PhD Candidate, Graduate Assistant
flier for Oconee County library history talk with Maya Brooks Sept. 10
Oconee County Library

This month's History Lecture at the Oconee County Library features UGA Ph.D. student Maya Brooks presenting a talk that explores the lives of Harriet Jacobs and Katherine Johnson and the ways in which their experiences as Black women in America were both similar and different.  Jacobs was born enslaved and her narrative explores her struggle to not only free herself but her children as well. Johnson, best known for her work at NASA, lived a century later and experienced multiple world events including the Great Depression, WWII, the Civil Rights Movement, and the Space Race
as part of the Cold War.
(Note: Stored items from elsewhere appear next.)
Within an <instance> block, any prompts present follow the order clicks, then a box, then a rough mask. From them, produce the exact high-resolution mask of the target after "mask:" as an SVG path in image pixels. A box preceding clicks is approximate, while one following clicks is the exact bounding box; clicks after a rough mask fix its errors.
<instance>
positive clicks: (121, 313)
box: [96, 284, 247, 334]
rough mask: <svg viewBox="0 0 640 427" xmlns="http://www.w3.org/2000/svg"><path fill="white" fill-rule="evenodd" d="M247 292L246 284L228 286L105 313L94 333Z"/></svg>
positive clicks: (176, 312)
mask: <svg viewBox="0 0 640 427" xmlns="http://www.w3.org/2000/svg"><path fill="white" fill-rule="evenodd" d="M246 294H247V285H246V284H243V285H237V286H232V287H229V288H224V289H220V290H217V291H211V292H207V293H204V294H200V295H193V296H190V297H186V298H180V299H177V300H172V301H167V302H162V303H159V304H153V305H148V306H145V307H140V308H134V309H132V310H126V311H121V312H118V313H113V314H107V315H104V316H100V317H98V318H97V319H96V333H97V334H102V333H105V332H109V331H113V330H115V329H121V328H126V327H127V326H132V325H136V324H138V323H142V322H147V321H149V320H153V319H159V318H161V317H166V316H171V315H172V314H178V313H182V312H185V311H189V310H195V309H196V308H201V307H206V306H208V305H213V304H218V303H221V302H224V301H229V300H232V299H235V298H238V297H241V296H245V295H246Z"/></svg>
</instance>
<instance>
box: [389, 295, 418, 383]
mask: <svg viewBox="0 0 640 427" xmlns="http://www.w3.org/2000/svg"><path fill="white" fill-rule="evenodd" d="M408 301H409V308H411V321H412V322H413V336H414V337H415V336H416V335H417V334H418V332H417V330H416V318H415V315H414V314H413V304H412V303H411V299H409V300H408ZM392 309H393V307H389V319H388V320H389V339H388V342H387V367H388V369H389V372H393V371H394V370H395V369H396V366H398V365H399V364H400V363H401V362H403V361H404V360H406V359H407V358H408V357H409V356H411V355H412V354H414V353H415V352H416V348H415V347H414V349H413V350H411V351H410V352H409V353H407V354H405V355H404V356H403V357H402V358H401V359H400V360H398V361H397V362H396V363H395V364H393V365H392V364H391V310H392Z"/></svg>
Using their memoirs as primary sources (Incidents in the Life of a Slave Girl and My Remarkable Journey) Maya makes the argument that despite being born a century apart they are more alike than we can imagine. Several themes impacted both their lives including: the interconnected issues of race/class/color, experiences of womanhood and motherhood, power dynamics in a capitalist society, and operating in informal and formal education networks.

Maya Brooks is a third year doctoral student in the Department of History at the University of Georgia and is also working on a graduate certificate in African American Studies. She received her Bachelor of Arts in history from Agnes Scott College in 2017. In 2020 she received her Master of Arts in public history as well as a certificate in museum studies from the University of West Georgia. Her research specializes in the intersections of race, class, gender, and economics in the 20th century U.S. South with emphasis on the African American experience and Georgia.